If you’re someone wants to explain variation in effect size, I think these results should worry you. In a typical ecological meta-analysis, something like 50% of the variance in effect size is variance among effect sizes within studies. Sources of within-study variation are going to be difficult or impossible to identify! Many of the usual moderator variables aren’t going to help, because they don’t vary within studies.
These results make me wonder how much distributed experiments like NutNet cut down on heterogeneity. One reason to conduct a distributed experiment is to eliminate some sources of heterogeneity in effect size.* Investigators at many different locations all perform the same experiment, at the same time, using the same methods, on organisms that are sufficiently similar to one another in various ways (body size, behavior, etc.) that one can study them all using the same methods. But of course, “same experiment,” “same time”, “same methods”, and “sufficiently similar organisms” all apply to pretty much every primary study in ecology. Apparently, all that sameness within a given primary study still leaves considerable scope for heterogeneity among the effect sizes reported by that study. So I think it’d be really interesting to quantify how much heterogeneity there is among effect sizes in a single distributed experiment like NutNet, as compared to heterogeneity among effect sizes in a meta-analysis of a bunch of primary studies.

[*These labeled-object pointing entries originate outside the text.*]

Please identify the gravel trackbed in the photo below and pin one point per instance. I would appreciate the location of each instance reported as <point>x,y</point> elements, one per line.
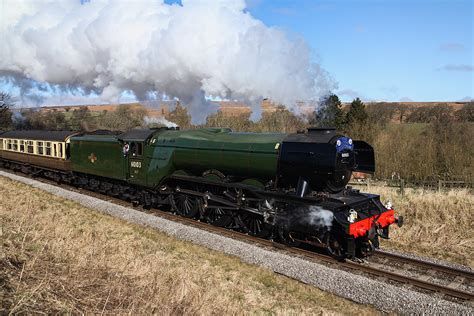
<point>360,289</point>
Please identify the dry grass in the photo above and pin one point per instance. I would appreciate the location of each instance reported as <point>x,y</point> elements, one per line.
<point>437,224</point>
<point>57,256</point>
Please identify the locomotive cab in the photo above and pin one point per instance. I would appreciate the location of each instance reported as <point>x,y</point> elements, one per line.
<point>321,160</point>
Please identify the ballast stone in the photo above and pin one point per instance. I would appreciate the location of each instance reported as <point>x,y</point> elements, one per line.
<point>358,288</point>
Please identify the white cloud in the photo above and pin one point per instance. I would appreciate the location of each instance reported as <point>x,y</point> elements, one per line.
<point>193,51</point>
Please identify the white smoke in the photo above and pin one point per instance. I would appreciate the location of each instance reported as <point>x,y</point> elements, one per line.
<point>158,120</point>
<point>195,51</point>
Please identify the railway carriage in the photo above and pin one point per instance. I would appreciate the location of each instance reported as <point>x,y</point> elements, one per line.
<point>272,185</point>
<point>37,151</point>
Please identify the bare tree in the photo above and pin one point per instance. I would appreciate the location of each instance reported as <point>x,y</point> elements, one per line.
<point>6,103</point>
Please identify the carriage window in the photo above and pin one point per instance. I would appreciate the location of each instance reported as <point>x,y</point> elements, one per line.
<point>40,148</point>
<point>30,147</point>
<point>48,149</point>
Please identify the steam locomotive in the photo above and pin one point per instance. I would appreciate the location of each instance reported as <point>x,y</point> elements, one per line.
<point>290,187</point>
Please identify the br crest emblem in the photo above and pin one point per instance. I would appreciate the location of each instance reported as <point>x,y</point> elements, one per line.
<point>92,158</point>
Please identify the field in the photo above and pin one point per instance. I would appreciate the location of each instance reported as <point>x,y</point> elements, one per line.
<point>437,224</point>
<point>60,257</point>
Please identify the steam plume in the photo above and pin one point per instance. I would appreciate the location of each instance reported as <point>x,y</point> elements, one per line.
<point>195,51</point>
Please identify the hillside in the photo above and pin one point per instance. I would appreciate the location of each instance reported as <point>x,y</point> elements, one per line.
<point>232,108</point>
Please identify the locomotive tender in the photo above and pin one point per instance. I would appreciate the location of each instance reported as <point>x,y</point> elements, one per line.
<point>271,185</point>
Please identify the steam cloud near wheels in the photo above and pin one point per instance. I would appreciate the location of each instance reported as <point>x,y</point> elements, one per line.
<point>194,52</point>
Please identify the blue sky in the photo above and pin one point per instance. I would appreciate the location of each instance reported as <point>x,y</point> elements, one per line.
<point>419,50</point>
<point>384,50</point>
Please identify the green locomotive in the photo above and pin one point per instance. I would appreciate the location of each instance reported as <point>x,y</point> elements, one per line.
<point>272,185</point>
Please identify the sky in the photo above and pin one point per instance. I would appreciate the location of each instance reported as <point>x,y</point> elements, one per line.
<point>392,50</point>
<point>420,50</point>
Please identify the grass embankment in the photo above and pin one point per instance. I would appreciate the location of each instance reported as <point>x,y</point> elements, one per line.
<point>57,256</point>
<point>437,224</point>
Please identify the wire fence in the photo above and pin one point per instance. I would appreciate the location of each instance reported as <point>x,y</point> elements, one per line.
<point>402,184</point>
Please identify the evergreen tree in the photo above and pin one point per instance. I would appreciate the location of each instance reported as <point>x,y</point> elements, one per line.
<point>6,103</point>
<point>356,114</point>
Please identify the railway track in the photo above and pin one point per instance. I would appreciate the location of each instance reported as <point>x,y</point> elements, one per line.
<point>448,282</point>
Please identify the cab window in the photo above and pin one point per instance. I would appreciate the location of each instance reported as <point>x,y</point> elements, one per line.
<point>136,149</point>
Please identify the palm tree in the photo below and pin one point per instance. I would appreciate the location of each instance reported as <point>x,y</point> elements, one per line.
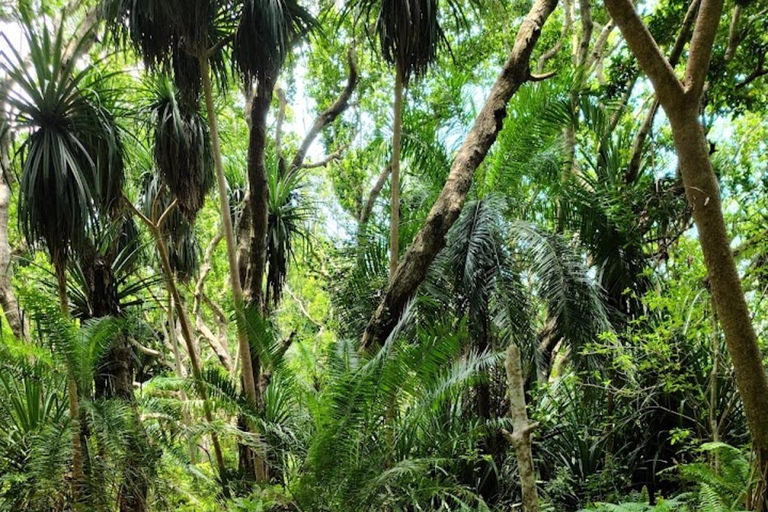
<point>182,144</point>
<point>72,167</point>
<point>172,34</point>
<point>409,35</point>
<point>266,32</point>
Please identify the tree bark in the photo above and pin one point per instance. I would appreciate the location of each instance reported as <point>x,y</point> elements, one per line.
<point>397,132</point>
<point>186,331</point>
<point>78,459</point>
<point>7,296</point>
<point>259,193</point>
<point>431,238</point>
<point>249,383</point>
<point>681,102</point>
<point>520,437</point>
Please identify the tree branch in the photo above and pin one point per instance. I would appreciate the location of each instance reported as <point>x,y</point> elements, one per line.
<point>638,145</point>
<point>431,238</point>
<point>759,71</point>
<point>279,128</point>
<point>643,45</point>
<point>375,192</point>
<point>336,155</point>
<point>700,51</point>
<point>328,116</point>
<point>734,36</point>
<point>567,22</point>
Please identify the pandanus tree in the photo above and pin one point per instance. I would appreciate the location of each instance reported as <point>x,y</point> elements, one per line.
<point>266,33</point>
<point>181,143</point>
<point>409,35</point>
<point>480,276</point>
<point>187,38</point>
<point>71,161</point>
<point>176,34</point>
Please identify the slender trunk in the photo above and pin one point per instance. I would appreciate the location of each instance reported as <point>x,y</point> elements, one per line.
<point>259,190</point>
<point>7,296</point>
<point>682,102</point>
<point>244,349</point>
<point>520,437</point>
<point>181,373</point>
<point>397,132</point>
<point>431,238</point>
<point>186,331</point>
<point>703,195</point>
<point>259,220</point>
<point>714,425</point>
<point>78,473</point>
<point>226,222</point>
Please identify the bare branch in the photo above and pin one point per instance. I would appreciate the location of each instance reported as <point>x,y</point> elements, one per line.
<point>700,51</point>
<point>166,213</point>
<point>205,269</point>
<point>216,345</point>
<point>431,237</point>
<point>328,116</point>
<point>335,156</point>
<point>760,70</point>
<point>587,26</point>
<point>567,22</point>
<point>375,191</point>
<point>638,145</point>
<point>279,128</point>
<point>734,36</point>
<point>643,45</point>
<point>302,308</point>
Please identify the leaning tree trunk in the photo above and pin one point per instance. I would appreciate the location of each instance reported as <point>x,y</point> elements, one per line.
<point>397,133</point>
<point>258,207</point>
<point>7,296</point>
<point>114,380</point>
<point>186,332</point>
<point>244,349</point>
<point>681,102</point>
<point>431,238</point>
<point>78,464</point>
<point>522,428</point>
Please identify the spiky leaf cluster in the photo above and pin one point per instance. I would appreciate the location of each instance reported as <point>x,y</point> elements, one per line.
<point>182,146</point>
<point>72,166</point>
<point>265,34</point>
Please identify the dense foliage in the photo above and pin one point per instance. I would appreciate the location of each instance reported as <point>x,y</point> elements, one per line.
<point>123,365</point>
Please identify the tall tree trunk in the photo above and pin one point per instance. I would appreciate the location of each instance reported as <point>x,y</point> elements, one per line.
<point>186,331</point>
<point>248,374</point>
<point>681,102</point>
<point>520,437</point>
<point>397,133</point>
<point>78,472</point>
<point>431,238</point>
<point>114,380</point>
<point>259,191</point>
<point>182,374</point>
<point>258,207</point>
<point>7,296</point>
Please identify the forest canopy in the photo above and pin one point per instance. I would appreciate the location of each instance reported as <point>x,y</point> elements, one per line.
<point>383,255</point>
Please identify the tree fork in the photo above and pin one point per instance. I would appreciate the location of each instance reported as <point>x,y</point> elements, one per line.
<point>431,238</point>
<point>244,349</point>
<point>681,102</point>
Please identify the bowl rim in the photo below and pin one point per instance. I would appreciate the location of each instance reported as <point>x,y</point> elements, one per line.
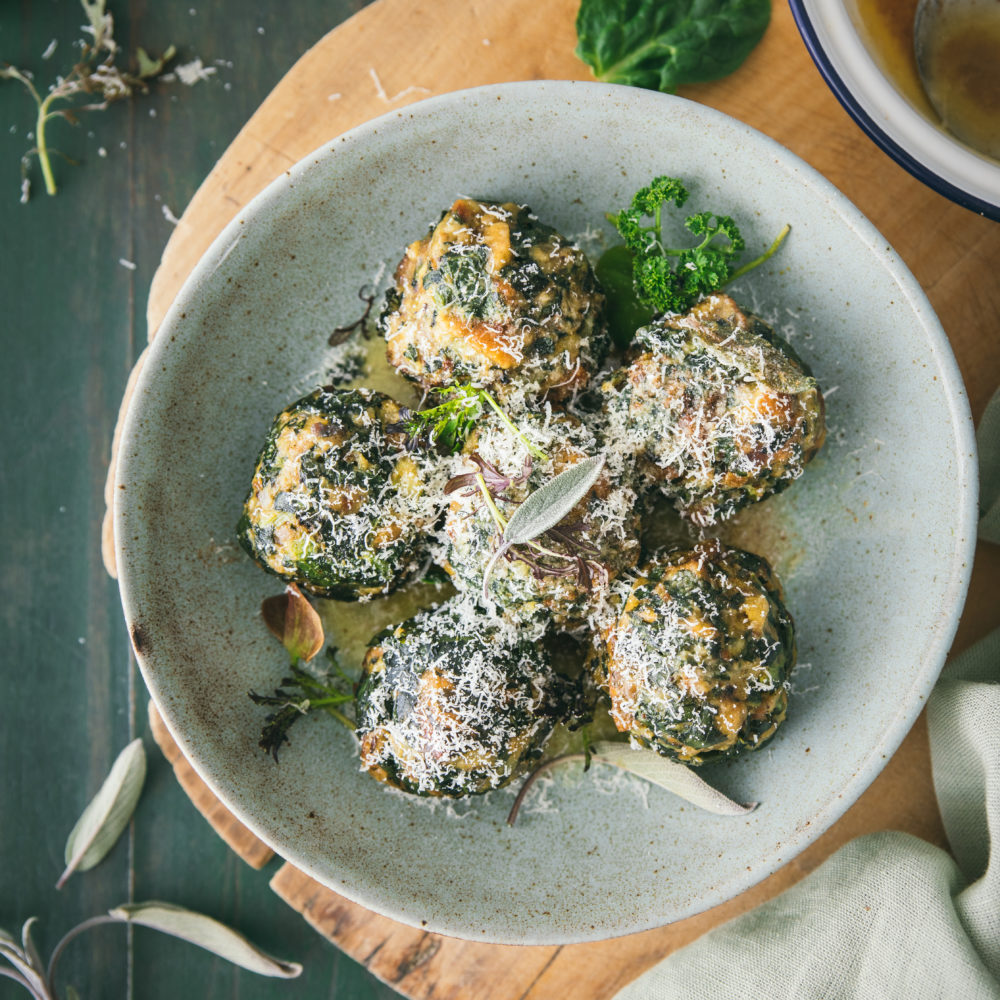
<point>895,104</point>
<point>959,571</point>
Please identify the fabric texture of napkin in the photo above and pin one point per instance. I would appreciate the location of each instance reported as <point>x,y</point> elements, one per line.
<point>887,916</point>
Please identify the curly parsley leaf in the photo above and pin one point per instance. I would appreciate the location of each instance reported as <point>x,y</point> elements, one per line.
<point>665,278</point>
<point>661,46</point>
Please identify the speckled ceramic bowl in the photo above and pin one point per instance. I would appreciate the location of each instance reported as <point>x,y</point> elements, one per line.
<point>873,543</point>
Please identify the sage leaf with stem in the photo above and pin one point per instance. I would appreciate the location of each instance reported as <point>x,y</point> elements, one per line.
<point>544,508</point>
<point>294,622</point>
<point>677,778</point>
<point>108,813</point>
<point>552,501</point>
<point>206,933</point>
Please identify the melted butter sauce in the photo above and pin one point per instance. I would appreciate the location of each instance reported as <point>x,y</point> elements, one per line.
<point>886,26</point>
<point>964,59</point>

UPDATE: see the comments, where a commenter makes a very good point that in retrospect I probably should’ve made in the post: these estimates of within- and among-study heterogeneity are just that, estimates. They have error bars–quite possibly big ones. See the comments for discussion of this and its implications for the points made in the post. /end update
p.s. I’ve made the points in this post before. But I haven’t shown the graphs before, so I decided to give them a standalone post.
*There are of course other reasons to do distributed experiments. Follow that last link for a great interview with NutNet co-founder Elizabeth Borer, addressing this point and much more.